Where’s the health centre?

We were wondering when you’d ask that question. The Whistler Health Care Centre has a fully staffed emergency department with top-notch doctors and nurses who know about torn ligaments and broken bones. And more. It’s on Lorimer Road. You can’t stay overnight. But it’s open ‘til 10 p.m. And there are doctors on call throughout the night.

How old is Whistler?

Whistler, that is the Resort Municipality of Whistler, is turning 40 years old in 2015. The RMOW was incorporated on September 6, 1975 as the first designated resort municipality in Canada. At that time less than 1,000 people called Whistler home. Today there are roughly 10,000 permanent residents. That doesn’t include the thousands of seasonal workers who flock to Whistler every year for a season... or two.

When were the Winter Olympics?

Yes, it’s true. It was a 50-year dream that became a reality when Whistler, and Vancouver, hosted the 2010 Winter Olympic and Paralympic Games. In its wake we have the sliding centre, the Nordic centre in the Callaghan Valley, the athletes centre and village and much more. It was a defining moment in Whistler’s history.

Is it really just as good here in the summertime?

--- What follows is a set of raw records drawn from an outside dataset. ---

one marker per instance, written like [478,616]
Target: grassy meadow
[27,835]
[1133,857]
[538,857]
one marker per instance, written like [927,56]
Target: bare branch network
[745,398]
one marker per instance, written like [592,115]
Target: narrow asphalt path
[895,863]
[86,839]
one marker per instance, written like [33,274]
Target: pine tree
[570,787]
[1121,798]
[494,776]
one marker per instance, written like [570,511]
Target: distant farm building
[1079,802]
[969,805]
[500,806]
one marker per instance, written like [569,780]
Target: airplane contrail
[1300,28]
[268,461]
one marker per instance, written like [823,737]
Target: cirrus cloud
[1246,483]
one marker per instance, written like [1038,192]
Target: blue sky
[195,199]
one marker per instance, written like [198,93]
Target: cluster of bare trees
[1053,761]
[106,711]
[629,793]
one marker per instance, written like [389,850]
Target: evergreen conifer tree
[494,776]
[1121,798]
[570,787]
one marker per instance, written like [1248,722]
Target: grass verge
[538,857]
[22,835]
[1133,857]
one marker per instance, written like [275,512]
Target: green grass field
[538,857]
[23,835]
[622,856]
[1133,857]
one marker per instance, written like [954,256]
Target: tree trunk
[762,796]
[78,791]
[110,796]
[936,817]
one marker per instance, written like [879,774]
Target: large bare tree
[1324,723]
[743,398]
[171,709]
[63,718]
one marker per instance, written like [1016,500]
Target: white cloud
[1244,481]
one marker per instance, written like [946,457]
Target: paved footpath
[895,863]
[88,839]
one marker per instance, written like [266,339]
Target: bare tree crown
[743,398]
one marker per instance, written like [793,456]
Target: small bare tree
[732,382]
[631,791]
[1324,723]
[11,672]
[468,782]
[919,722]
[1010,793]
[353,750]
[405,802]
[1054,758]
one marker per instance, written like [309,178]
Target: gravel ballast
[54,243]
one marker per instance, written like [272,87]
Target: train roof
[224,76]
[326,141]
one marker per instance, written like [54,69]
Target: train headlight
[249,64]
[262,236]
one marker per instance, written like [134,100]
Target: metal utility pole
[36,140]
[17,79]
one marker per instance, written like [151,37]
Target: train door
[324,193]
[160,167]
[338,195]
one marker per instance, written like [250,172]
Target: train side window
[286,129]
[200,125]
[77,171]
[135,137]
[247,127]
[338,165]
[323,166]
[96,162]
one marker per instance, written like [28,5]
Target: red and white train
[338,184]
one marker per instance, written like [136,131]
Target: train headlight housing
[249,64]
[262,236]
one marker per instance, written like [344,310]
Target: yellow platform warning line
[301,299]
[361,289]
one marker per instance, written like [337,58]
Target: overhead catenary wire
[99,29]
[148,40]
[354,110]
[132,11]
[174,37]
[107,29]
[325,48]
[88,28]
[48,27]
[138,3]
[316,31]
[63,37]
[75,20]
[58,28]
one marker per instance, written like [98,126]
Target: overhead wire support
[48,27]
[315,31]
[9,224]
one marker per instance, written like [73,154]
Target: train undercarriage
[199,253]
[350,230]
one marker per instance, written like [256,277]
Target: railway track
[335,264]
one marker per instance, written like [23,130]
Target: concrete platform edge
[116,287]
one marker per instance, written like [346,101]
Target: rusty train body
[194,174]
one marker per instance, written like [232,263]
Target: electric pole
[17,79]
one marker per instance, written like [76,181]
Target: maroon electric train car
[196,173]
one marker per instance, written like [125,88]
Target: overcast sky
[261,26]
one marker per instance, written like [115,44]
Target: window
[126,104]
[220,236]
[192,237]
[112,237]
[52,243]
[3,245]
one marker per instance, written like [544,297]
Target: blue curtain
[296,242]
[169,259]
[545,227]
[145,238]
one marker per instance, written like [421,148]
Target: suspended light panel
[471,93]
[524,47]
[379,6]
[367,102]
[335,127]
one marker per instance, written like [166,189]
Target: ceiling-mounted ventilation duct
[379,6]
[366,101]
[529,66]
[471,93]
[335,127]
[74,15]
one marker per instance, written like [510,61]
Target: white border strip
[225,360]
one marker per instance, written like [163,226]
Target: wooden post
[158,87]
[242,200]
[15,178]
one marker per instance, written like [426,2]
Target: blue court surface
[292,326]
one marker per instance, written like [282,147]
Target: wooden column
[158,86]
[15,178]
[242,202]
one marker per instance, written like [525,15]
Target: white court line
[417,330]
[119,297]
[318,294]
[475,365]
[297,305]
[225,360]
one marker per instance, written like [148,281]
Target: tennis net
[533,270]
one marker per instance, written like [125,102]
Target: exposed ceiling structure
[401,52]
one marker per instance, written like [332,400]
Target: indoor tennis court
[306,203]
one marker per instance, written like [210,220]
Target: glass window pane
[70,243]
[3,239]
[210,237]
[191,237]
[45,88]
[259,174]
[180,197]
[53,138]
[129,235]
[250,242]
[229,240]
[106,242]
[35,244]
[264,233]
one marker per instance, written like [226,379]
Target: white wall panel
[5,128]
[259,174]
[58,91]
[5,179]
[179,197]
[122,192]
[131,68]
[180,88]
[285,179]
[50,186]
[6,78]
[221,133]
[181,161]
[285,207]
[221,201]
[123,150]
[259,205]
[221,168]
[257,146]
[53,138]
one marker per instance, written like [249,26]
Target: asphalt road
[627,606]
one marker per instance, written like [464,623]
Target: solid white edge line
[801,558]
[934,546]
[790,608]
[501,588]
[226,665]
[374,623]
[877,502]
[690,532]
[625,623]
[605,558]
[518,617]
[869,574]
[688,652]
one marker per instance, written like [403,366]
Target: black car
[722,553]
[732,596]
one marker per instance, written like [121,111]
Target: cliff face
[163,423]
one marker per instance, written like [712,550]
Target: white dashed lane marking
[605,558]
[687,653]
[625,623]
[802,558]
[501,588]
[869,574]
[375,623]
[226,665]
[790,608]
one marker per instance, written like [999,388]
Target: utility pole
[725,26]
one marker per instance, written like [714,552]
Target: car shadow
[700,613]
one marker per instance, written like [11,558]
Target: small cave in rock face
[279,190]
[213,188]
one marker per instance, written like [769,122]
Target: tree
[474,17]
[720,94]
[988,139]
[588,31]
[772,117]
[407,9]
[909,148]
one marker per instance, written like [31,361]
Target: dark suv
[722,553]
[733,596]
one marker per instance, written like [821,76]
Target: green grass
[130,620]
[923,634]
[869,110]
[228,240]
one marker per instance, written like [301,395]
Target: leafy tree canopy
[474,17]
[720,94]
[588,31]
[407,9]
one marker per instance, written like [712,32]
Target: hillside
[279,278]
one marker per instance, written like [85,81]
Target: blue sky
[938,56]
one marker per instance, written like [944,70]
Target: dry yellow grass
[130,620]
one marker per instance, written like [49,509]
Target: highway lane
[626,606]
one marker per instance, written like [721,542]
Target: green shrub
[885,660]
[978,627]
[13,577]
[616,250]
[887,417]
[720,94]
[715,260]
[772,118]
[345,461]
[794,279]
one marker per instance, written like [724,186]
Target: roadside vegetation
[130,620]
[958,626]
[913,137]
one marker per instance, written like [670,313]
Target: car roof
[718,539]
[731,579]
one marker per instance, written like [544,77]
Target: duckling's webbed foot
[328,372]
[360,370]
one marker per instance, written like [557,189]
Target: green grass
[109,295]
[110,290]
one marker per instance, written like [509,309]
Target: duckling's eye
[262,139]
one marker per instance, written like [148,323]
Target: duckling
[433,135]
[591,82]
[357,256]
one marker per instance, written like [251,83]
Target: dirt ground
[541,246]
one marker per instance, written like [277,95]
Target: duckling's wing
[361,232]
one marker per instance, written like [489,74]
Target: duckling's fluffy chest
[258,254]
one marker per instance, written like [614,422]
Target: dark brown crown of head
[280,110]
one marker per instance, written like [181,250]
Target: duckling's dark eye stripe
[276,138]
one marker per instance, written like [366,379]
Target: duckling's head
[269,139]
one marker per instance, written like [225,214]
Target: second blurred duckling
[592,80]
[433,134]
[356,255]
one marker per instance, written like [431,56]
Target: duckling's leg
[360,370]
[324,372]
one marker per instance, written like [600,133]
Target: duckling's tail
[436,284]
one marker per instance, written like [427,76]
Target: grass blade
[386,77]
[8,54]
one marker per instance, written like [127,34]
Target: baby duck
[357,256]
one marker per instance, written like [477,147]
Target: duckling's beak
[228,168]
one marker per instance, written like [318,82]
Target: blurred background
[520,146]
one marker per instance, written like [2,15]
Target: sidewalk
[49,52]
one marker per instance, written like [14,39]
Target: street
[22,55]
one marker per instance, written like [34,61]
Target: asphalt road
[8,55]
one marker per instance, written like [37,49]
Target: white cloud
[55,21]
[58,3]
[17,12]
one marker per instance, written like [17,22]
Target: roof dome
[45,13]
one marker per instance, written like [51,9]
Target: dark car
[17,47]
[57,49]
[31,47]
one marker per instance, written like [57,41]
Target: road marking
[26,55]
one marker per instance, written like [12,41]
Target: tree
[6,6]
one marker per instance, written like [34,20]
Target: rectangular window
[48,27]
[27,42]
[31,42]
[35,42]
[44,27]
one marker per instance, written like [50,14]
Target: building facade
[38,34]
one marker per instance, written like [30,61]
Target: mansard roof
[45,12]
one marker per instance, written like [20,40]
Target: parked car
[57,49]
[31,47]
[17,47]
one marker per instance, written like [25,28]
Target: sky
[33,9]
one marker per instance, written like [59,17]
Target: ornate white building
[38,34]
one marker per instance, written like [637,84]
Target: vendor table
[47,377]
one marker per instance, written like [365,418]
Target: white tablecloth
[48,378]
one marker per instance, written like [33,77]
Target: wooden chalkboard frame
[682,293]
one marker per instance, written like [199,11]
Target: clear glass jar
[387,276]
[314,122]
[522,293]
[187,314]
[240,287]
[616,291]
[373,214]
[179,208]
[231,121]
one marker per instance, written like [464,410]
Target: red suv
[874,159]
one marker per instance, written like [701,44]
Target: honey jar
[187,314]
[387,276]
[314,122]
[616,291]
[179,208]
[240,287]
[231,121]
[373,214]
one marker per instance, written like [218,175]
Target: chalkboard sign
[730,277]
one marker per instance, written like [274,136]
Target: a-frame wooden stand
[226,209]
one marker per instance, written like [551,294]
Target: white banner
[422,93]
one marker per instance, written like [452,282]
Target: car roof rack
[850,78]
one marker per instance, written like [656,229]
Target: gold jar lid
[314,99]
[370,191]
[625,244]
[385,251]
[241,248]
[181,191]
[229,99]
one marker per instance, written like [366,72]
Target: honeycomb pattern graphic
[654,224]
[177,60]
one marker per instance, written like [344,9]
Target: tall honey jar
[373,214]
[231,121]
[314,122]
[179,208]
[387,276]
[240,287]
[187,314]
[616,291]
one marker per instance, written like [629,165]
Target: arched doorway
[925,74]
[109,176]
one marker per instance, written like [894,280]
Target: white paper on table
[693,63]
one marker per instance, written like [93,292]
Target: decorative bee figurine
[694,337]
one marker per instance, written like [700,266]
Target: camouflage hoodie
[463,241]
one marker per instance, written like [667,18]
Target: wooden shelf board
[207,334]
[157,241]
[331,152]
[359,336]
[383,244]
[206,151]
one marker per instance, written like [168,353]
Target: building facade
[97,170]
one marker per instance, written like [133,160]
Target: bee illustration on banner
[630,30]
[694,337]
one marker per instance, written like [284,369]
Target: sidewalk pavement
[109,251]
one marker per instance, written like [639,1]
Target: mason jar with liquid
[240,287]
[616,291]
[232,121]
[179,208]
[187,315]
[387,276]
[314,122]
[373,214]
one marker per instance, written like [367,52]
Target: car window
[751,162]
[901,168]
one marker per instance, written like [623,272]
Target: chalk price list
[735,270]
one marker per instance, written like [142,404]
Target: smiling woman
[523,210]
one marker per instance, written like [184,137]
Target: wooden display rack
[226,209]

Let’s just say that summer is non-stop action in Whistler. There is always something going on, from athletic events like Ironman, to musical nights with the Vancouver Symphony Orchestra. Don’t forget the mountain biking, swimming in the local lakes, the hiking, golfing and more. Whistler isn’t just a ski resort anymore. If you do one thing when you’re here this winter skiing, it’s to start planning your warm-weather Whistler vacation.

If it’s raining in the valley, should I even bother going up?

Yes. Yes. Yes. Don’t let the rain put you off. Embrace it. It means it’s snowing up above. Some of the best days on the mountain are days that looked like you would be better off in bed with a good book. Don’t turn the page. Turn back the covers.